Patient dissatisfaction most common cause for multifocal lens explantations

September 14, 2008

Preop chair time is vital for multifocal patients to correctly evaluate motivation and manage expectations correctly, Dr Jorge Alio told delegates during a presentation on how to rescue an unhappy multifocal patient.

Preop chair time is vital for multifocal patients to correctly evaluate motivation and manage expectations correctly, Dr Jorge Alio told delegates during a presentation on how to rescue an unhappy multifocal patient.

Dr Alio also revealed that neural-processing training could improve the contrast sensitivity function of an unhappy patient.

He opened his talk with an unusual case, a patient with a UCVA of 20/20 and UCNVA of J1 postoperatively. It made for a happy surgeon.

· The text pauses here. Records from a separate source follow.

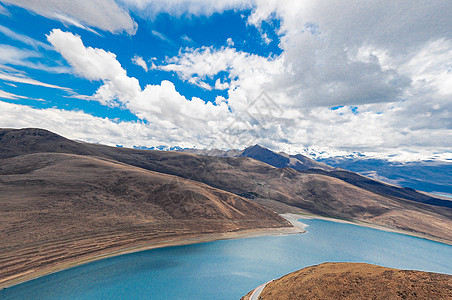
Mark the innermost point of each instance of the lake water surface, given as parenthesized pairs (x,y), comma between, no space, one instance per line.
(229,269)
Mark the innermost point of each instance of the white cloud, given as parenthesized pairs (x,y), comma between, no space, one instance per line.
(230,42)
(7,95)
(96,64)
(390,59)
(288,125)
(187,39)
(160,36)
(103,14)
(10,55)
(181,7)
(161,105)
(243,69)
(139,61)
(23,38)
(3,10)
(27,80)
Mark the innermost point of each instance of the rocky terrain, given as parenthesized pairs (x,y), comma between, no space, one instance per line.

"But the patient was unhappy. The patient complained of day and night glare, phantom images, he reported a reduction in vision quality and contrast, but there was no evident disability in the patient's quality of life, " Dr Alio noted. This led to a stressed surgeon, Dr Alio quipped.

The evolution of the problem included a lot of chair time with the patient, but no improvement. The patient had a Type B personality, which led to a lot of confusion and misunderstandings.

Ultimately, this case led to explantation and monovision. Dr Alio noted that debilitating glare led to 4.5% to 8.5% of multifocal IOL explantation. Severe halos caused 16%, and the problems were greater in clear lens extraction cases. Personally, Dr Alio explanted 8 to 10%. "Multifocal IOL dissatisfaction is the most frequent reason for explantation in my practice, " he noted.

Reasons for unhappiness included residual refractive error, especially astigmatism. Low contrast sensitivity and 'insufficient' visual acuity join halos, glare and unrealistic expectations as common causes of complaint.

For halos and glare, Dr Alio recommends waiting. "They decrease with time, in many cases, " he said. Chair time is also important, and the surgeon should correct any residual refractive error.

Low contrast sensitivity is reported by patients as 'insufficient' visual acuity, and is caused by the dispersion of light in different foci, leading to a degraded image. It is very negatively affected by residual PCO, but can improve in time to normal levels. Again chair time, correction of residual errors, improved reading light and Yag capsulotomy where indicated.

If the patient is not reaching 20/20, macular oedema or macular degeneration may be to blame, as may PCO. Dr Alio recommends that surgeons test macular function with the potential visual acuity test and to use OCT to test macular anatomy.

Unrealistic expectations are very hard to deal with if inadequate chair time is devoted to the patient preoperatively. Postoperative chair time is not as effective. "It is perceived as a method to justify a poor outcome, " Dr Alio warned.

Neurovision training may also be a solution if the image is blurred, vision remains unimproved by spectacle correction and there is insufficient improvement with time. "It is usually associated with disabling glare, " Dr Alio revealed.

He said that neural plasticity meant it was possible for the brain to adapt and that this adaptation can be trained using computer-based visual training with tilted bars.

He told delegates that orientation VA can be improved significantly and that orientation discrimination learning influenced particularly contrast sensitivity and near vision contrast. The training effect lasted over six months and the training effect was after the first three sessions.

In conclusion, Dr Alio said that adequate clinical evaluation of residual refraction, the macula, PCO and IOL optical performance were essential in dealing with an unhappy patient.

Waiting time and chair time were both very important and in neuroprocessing training for contrast sensitivity function is an option. But, ultimately, explanation may be needed in some cases.